The left figure came at her fast, closing the distance. At close range the enormous killing spells became a liability. The woman had to adjust and in the half-second she took Bathsheda shoved her elbow into the inside of her wand arm, a purely physical disruption, and the spell that fired went into the ground.

The woman grabbed her by the robes and threw her.

Bathsheda hit the dirt, rolled, came up with blood in her mouth.

Ash screamed overhead. She was keeping two of them occupied by the pyramid steps, taking hits that should have put her down and refusing to fall, but the scales on her left flank were dark and slick and she was favouring that side. She couldn't do this indefinitely.
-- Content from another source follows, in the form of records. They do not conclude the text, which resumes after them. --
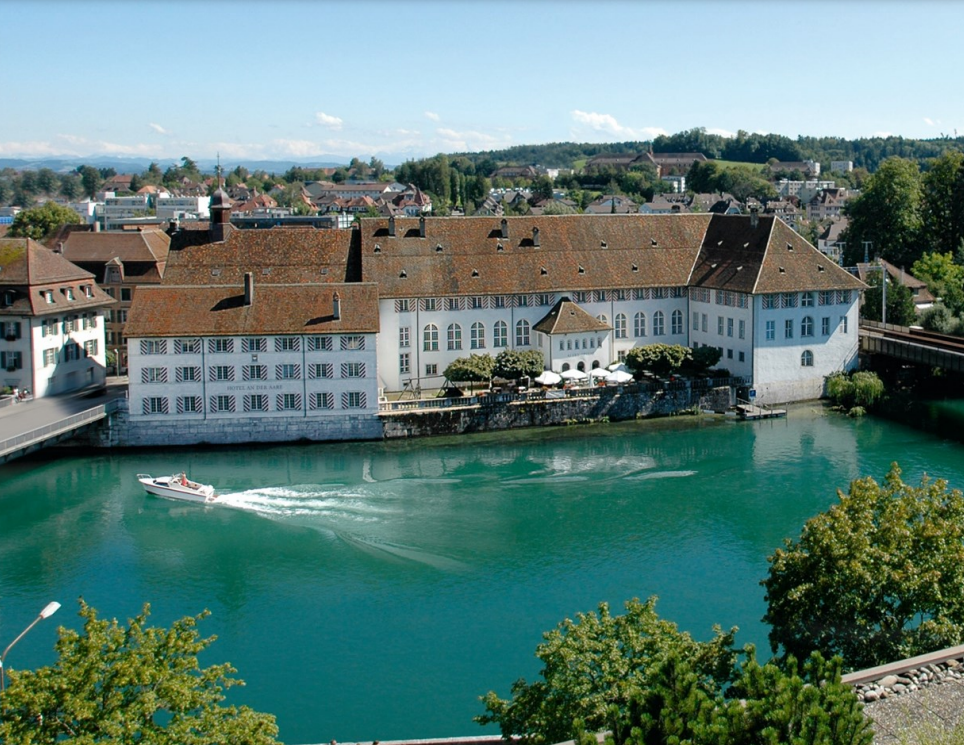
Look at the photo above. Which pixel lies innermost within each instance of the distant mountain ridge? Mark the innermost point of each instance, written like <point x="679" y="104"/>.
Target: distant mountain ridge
<point x="67" y="163"/>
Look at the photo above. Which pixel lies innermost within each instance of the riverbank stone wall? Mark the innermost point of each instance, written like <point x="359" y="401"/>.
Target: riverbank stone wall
<point x="609" y="405"/>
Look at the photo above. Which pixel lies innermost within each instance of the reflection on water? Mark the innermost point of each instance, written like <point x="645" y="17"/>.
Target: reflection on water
<point x="374" y="591"/>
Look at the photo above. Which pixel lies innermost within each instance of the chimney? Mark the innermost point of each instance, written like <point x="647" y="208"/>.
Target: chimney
<point x="248" y="288"/>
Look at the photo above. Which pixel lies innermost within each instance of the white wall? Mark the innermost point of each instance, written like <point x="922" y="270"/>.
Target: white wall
<point x="778" y="374"/>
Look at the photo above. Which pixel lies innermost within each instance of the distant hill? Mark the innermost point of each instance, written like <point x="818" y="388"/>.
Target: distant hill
<point x="66" y="164"/>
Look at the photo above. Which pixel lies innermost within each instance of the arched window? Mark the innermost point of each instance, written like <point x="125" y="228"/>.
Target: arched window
<point x="455" y="336"/>
<point x="477" y="338"/>
<point x="522" y="333"/>
<point x="620" y="326"/>
<point x="430" y="338"/>
<point x="500" y="334"/>
<point x="639" y="324"/>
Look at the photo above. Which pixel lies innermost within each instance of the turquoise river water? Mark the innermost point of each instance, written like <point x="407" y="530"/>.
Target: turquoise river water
<point x="374" y="591"/>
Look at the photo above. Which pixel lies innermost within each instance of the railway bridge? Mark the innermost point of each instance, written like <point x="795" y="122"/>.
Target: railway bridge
<point x="913" y="345"/>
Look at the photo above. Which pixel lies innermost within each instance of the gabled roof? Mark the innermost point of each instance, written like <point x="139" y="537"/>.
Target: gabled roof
<point x="768" y="257"/>
<point x="30" y="269"/>
<point x="285" y="255"/>
<point x="468" y="256"/>
<point x="177" y="310"/>
<point x="126" y="245"/>
<point x="568" y="318"/>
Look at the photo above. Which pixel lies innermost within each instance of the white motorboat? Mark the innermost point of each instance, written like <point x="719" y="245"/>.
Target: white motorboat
<point x="178" y="486"/>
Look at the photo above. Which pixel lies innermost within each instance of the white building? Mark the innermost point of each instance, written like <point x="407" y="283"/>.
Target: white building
<point x="253" y="338"/>
<point x="779" y="311"/>
<point x="117" y="210"/>
<point x="51" y="321"/>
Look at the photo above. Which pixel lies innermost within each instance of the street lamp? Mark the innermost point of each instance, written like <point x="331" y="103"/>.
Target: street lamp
<point x="47" y="612"/>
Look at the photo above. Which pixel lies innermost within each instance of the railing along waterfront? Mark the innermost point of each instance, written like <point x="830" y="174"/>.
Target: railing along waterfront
<point x="67" y="424"/>
<point x="698" y="385"/>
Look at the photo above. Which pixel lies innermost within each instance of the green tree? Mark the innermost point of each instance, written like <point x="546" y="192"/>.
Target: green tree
<point x="661" y="359"/>
<point x="475" y="368"/>
<point x="887" y="214"/>
<point x="594" y="668"/>
<point x="513" y="365"/>
<point x="875" y="578"/>
<point x="118" y="685"/>
<point x="901" y="310"/>
<point x="39" y="222"/>
<point x="944" y="278"/>
<point x="942" y="203"/>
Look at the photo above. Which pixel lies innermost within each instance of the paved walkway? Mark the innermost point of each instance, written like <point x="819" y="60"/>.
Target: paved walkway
<point x="27" y="416"/>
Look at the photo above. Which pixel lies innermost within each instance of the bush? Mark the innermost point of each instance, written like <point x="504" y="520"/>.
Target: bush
<point x="645" y="682"/>
<point x="875" y="578"/>
<point x="476" y="368"/>
<point x="863" y="389"/>
<point x="661" y="359"/>
<point x="513" y="365"/>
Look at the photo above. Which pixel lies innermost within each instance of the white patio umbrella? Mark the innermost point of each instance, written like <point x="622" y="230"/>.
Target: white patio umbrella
<point x="548" y="377"/>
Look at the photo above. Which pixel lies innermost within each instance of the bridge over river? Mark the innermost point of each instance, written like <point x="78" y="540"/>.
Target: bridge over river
<point x="30" y="425"/>
<point x="912" y="345"/>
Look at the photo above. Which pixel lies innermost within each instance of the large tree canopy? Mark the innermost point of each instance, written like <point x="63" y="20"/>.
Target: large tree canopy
<point x="137" y="684"/>
<point x="876" y="578"/>
<point x="646" y="683"/>
<point x="39" y="222"/>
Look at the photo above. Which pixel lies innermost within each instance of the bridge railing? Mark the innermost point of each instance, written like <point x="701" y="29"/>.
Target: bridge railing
<point x="66" y="424"/>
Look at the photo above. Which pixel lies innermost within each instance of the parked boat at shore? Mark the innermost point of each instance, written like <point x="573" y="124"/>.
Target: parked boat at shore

Teo shouted something and Bathsheda looked up to see him go down, a curse hitting him in the back while his attention was on the figure Xul'al had been fighting. He dropped and didn't move. The figure who'd hit him turned toward Xul'al.

Three Keepers left. Two figures still mobile on that side.

Bathsheda got to her feet and wiped her mouth. Her arm ached from the throw. The figure who'd done it was already coming back at her, and the one she'd contained had broken free, the containment spell scattered across the ground in fragments.

She was down to the last option she'd been avoiding because she wasn't sure it would work, and because Cassian had told her about it while laughing in that way that meant he was serious and pretending not to be.

"Technically birds," he'd said, "if you go back far enough."

Bathsheda raised her wand and cast Avis.

The magic went down instead of up, boring into the earth below the clearing, and she fed it pure intent, ancient, enormous, feathered, territorial, bird-shapes from the part of history that had not yet learned to be small.

The ground erupted.

Three of them came out. A shape that might have been a Carnotaurus, something like an Ankylosaurus only larger and angrier-looking, and one that was mostly neck and head, moving with the kind of velocity that suggested it had opinions about being called into existence in a jungle clearing not far from the cause of its extinction.

The figure coming at her ran straight into the neck-and-head one.

She heard the impact from ten feet away.

The Ankylosaurus shape moved toward the pyramid steps and the two figures harassing Ash pulled back sharply, and for one second the whole clearing shifted as everyone on both sides took stock of what had just walked into the fight.

Ash shrieked in approval.

The remaining free figures rallied. They were regrouping near the treeline, which was the correct tactical choice, and Bathsheda watched them do it without moving to stop them. She couldn't. Her arm hurt, her legs were shaking, and the conjured shapes wouldn't last more than another minute before the spell-mass burned through.

Xul'al stepped up beside her, breathing hard. There was blood at her temple and her robe was torn from the shoulder but she was upright and her staff was steady.